Sears’ financials for the second quarter ended Aug. 2 are not due to be reported until Aug. 20 but, in a news release, it said sales at U.S. stores open at least a year declined 10.6% in the quarter-to-date period ended July 25, reflecting a 13.9% drop at Sears stores and a 6.9% fall at Kmart stores.
Comparable store sales, a key metric for retailers, have now fallen for more than 20 quarters as Sears tries to execute a turnaround strategy that includes shrinking operations, closing stores and exiting under-performing categories.
“Either the brilliant turnaround plan for Sears isn’t working as well as anticipated, or it’s just taking a lot longer than shareholders would expect,” Consumerist commented.
Excluding the impact of the consumer electronics business, a business Sears said it was “altering to meet the changing needs of our members,” total comparable store sales would have declined 9.1%, consisting of decreases of 5.4% and 12.5% at Kmart and Sears, respectively.
Reuters reported that comparable store sales at Sears are expected to continue to slide at nearly the same levels for the remainder of the year.
“[Sears] is flush with cash, but we expect that balance to be used to fund $1 billion plus of operating losses annually,” Evercore ISI analyst Greg Melich wrote in a note. “[Sears’] ‘shrink to win’ strategy is unlikely to result in positive cash flow and, in our view, a liquidity event is a matter of when not if.”
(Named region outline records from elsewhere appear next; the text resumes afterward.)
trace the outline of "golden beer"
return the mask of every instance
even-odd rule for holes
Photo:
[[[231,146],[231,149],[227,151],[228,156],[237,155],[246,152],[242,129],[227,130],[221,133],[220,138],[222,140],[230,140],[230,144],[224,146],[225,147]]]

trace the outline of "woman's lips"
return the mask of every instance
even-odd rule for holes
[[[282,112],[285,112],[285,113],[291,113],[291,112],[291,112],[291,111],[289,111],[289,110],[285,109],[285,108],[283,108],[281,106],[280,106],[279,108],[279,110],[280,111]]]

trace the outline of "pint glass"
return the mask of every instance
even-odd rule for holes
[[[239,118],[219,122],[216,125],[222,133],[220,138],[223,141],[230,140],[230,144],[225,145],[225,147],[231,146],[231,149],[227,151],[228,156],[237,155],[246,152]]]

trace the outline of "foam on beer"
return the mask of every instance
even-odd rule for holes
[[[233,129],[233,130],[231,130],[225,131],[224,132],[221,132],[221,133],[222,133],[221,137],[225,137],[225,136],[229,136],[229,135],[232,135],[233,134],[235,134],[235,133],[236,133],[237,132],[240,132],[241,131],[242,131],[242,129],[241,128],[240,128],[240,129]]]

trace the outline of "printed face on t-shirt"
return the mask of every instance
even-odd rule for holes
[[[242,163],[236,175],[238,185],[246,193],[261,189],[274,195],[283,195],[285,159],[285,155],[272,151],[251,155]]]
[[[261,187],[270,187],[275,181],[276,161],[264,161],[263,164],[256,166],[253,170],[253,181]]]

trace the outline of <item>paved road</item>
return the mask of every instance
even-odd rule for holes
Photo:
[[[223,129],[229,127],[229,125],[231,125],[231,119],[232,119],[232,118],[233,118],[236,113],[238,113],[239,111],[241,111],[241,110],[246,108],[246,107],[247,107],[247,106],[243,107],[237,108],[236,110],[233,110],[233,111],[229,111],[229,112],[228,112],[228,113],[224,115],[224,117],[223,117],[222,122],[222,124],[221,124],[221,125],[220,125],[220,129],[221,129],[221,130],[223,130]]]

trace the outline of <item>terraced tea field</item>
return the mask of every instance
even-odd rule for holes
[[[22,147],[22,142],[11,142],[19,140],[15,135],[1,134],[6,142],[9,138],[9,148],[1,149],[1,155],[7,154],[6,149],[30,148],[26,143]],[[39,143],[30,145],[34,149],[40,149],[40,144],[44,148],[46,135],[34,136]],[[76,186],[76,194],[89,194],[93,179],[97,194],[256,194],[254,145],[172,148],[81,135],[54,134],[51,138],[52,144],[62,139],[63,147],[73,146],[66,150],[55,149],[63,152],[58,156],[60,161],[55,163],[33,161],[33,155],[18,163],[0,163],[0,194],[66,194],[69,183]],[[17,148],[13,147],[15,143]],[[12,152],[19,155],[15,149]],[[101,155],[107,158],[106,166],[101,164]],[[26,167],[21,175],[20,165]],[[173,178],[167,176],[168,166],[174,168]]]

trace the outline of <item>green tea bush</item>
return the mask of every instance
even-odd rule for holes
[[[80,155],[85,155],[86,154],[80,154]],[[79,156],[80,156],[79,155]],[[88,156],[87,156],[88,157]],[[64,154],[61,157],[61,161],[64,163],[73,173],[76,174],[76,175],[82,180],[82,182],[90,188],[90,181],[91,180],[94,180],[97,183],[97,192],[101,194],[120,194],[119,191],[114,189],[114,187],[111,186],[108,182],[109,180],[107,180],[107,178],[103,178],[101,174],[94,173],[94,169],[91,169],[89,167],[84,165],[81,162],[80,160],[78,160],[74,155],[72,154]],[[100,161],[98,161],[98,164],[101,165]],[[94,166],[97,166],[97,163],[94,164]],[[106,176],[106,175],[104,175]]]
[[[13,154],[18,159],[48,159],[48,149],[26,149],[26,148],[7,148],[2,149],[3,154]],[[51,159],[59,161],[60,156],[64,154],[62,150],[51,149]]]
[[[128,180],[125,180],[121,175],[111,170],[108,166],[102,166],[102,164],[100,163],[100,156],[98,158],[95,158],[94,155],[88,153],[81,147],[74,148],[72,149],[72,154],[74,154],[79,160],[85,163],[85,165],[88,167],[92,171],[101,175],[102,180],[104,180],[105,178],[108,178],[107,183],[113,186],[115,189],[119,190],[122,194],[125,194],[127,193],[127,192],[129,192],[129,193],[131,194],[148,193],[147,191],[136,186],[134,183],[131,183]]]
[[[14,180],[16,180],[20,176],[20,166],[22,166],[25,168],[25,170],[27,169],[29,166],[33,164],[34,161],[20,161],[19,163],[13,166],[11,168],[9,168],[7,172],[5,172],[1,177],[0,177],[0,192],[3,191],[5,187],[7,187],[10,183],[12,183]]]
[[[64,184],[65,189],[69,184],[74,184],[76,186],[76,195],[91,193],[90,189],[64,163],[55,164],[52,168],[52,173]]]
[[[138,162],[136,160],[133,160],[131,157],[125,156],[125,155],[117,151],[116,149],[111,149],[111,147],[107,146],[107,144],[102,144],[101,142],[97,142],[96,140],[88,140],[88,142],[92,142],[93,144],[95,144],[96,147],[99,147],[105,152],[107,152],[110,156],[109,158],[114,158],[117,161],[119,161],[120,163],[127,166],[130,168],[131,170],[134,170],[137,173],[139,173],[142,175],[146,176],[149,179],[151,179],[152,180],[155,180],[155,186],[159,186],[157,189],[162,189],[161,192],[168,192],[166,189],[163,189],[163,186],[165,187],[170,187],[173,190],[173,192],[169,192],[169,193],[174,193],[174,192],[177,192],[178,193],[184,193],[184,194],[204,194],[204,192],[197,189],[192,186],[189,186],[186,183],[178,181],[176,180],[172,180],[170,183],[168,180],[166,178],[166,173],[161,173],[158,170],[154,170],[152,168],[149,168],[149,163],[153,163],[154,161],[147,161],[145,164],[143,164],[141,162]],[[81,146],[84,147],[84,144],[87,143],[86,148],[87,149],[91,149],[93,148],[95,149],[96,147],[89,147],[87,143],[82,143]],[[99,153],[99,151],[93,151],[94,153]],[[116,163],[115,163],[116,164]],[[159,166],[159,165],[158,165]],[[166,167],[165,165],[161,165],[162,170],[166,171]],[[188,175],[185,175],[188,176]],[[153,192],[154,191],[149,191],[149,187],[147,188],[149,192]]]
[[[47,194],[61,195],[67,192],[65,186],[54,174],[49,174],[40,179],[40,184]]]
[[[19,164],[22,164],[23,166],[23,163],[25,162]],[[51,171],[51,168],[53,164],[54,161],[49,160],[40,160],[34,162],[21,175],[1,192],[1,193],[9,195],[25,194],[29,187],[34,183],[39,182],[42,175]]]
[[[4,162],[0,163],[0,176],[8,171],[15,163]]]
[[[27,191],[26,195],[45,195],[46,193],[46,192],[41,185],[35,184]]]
In its news release Monday, Sears said it expected total cash and revolver availability of approximately $3.0 billion at the end of the second quarter, consisting of approximately $1.8 billion in cash plus $1.2 billion under its domestic credit facility. The company has realized about $3 billion from the sale and lease back of 235 Sears and Kmart stores to a real estate investment trust it set up recently.